Presiden Prabowo juga akan mengirimkan tim untuk melihat secara langsung teknologi yang ditawarkan sekaligus mengkaji potensi penerapannya bagi kebutuhan industri perikanan Indonesia.
Jika terealisasi, teknologi tersebut berpotensi meningkatkan nilai tambah hasil perikanan karena proses pengolahan dapat dilakukan lebih dekat dengan sumber tangkapan.
Pada sisi perdagangan, Indonesia dan Rusia juga tengah melihat peluang yang lebih besar melalui rencana ratifikasi perjanjian perdagangan bebas antara Indonesia dan kawasan Eurasia.
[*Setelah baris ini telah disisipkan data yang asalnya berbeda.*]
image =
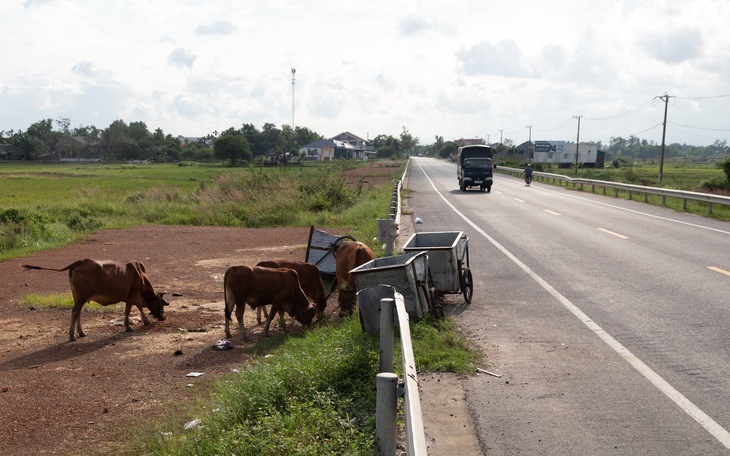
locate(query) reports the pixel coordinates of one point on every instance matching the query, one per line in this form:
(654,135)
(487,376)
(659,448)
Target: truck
(474,167)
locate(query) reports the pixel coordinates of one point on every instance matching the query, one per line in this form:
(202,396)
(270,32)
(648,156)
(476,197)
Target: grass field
(687,177)
(44,206)
(320,383)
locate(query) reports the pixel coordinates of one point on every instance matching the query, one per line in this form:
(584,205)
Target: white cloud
(501,59)
(434,66)
(676,46)
(216,28)
(182,58)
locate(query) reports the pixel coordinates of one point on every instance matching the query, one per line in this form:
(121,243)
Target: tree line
(121,141)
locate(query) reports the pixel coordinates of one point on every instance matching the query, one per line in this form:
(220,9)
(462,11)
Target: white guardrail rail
(388,387)
(665,193)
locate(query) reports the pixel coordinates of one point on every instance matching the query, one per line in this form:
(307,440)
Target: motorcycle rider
(528,174)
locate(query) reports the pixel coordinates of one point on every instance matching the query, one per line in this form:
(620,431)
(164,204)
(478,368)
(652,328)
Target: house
(344,145)
(563,154)
(10,152)
(469,142)
(74,148)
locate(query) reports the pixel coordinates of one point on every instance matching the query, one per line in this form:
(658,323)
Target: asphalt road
(608,319)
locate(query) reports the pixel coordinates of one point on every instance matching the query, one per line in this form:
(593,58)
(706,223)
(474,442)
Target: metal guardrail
(388,228)
(388,388)
(630,188)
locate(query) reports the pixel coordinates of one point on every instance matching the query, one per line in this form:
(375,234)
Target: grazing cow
(109,282)
(310,280)
(348,256)
(257,286)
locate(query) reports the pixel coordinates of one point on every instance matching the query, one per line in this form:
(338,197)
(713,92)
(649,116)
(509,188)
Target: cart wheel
(362,319)
(436,309)
(424,298)
(467,285)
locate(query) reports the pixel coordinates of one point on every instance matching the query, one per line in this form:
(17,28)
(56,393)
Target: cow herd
(288,286)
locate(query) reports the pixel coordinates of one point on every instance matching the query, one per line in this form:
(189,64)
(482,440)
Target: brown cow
(310,280)
(348,256)
(109,282)
(257,286)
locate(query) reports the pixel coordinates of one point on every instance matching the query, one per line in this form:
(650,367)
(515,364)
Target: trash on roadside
(223,344)
(191,424)
(120,321)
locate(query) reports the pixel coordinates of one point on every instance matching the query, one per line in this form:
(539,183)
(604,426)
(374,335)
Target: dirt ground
(84,397)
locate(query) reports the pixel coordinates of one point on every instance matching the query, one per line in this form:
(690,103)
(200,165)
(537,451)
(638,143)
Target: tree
(407,141)
(386,146)
(233,146)
(448,149)
(725,166)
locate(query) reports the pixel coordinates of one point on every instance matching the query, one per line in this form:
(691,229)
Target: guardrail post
(387,318)
(385,413)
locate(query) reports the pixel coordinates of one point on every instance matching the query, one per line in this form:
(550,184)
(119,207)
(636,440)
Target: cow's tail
(70,267)
(226,297)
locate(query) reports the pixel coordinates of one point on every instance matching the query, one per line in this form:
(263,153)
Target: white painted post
(387,310)
(385,413)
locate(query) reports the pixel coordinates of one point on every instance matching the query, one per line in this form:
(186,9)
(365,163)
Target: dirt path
(85,397)
(58,397)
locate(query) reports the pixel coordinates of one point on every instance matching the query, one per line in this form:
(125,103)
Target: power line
(566,122)
(704,98)
(699,128)
(642,107)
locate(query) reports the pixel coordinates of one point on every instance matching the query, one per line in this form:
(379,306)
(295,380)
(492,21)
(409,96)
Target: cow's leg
(282,321)
(145,320)
(76,321)
(240,309)
(228,329)
(259,311)
(275,309)
(127,309)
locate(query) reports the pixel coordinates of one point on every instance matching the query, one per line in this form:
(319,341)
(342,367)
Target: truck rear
(474,167)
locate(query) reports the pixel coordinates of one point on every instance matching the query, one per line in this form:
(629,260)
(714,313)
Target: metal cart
(408,274)
(448,259)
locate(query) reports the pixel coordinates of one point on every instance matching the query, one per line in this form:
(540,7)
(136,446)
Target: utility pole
(664,98)
(577,144)
(292,99)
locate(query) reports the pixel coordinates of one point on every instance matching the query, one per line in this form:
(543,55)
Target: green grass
(63,301)
(687,177)
(320,384)
(46,206)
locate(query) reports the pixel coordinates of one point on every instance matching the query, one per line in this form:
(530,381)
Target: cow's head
(306,316)
(157,305)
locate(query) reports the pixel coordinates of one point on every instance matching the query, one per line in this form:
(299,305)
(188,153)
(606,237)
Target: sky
(499,70)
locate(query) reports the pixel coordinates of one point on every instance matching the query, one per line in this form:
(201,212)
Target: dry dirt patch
(58,397)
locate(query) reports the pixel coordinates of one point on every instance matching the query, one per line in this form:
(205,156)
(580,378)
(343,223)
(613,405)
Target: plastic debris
(191,424)
(223,344)
(120,321)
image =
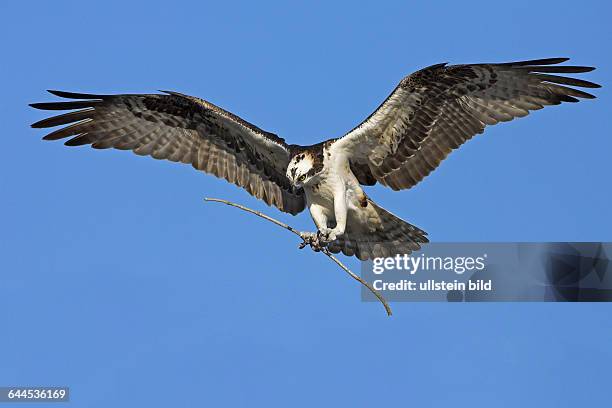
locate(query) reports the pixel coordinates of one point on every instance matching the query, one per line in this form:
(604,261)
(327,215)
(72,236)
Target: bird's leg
(312,239)
(340,213)
(318,215)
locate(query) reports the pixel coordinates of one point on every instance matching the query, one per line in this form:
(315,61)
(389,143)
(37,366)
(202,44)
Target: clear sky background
(118,281)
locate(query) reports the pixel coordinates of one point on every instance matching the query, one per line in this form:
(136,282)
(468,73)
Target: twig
(323,250)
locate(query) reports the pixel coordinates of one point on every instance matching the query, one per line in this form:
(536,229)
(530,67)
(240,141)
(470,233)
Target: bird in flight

Langkah tersebut dinilai dapat menciptakan akses pasar yang lebih luas sekaligus memberikan ruang baru bagi peningkatan perdagangan dan investasi antara Indonesia dengan Rusia serta negara-negara dalam kawasan Eurasia.
Optimisme tersebut semakin kuat setelah perdagangan Indonesia dan Rusia disebut mengalami pertumbuhan lebih dari 12 persen pada tahun sebelumnya.
Rosan melihat kondisi itu sebagai momentum yang tepat untuk memperluas hubungan ekonomi kedua negara dari sekadar perdagangan menuju kemitraan investasi dan kerja sama industri.
“Jadi momentumnya sangat baik, momentumnya sangat pas sehingga ini memperluas dari segi perdagangan, kerja sama, partnership, investasi terhadap kedua negara,” pungkas Rosan.
Berbagai agenda tersebut memperlihatkan bahwa pertemuan Prabowo dan Putin diarahkan untuk menghasilkan kerja sama yang lebih konkret dan memiliki dampak langsung terhadap sektor ekonomi.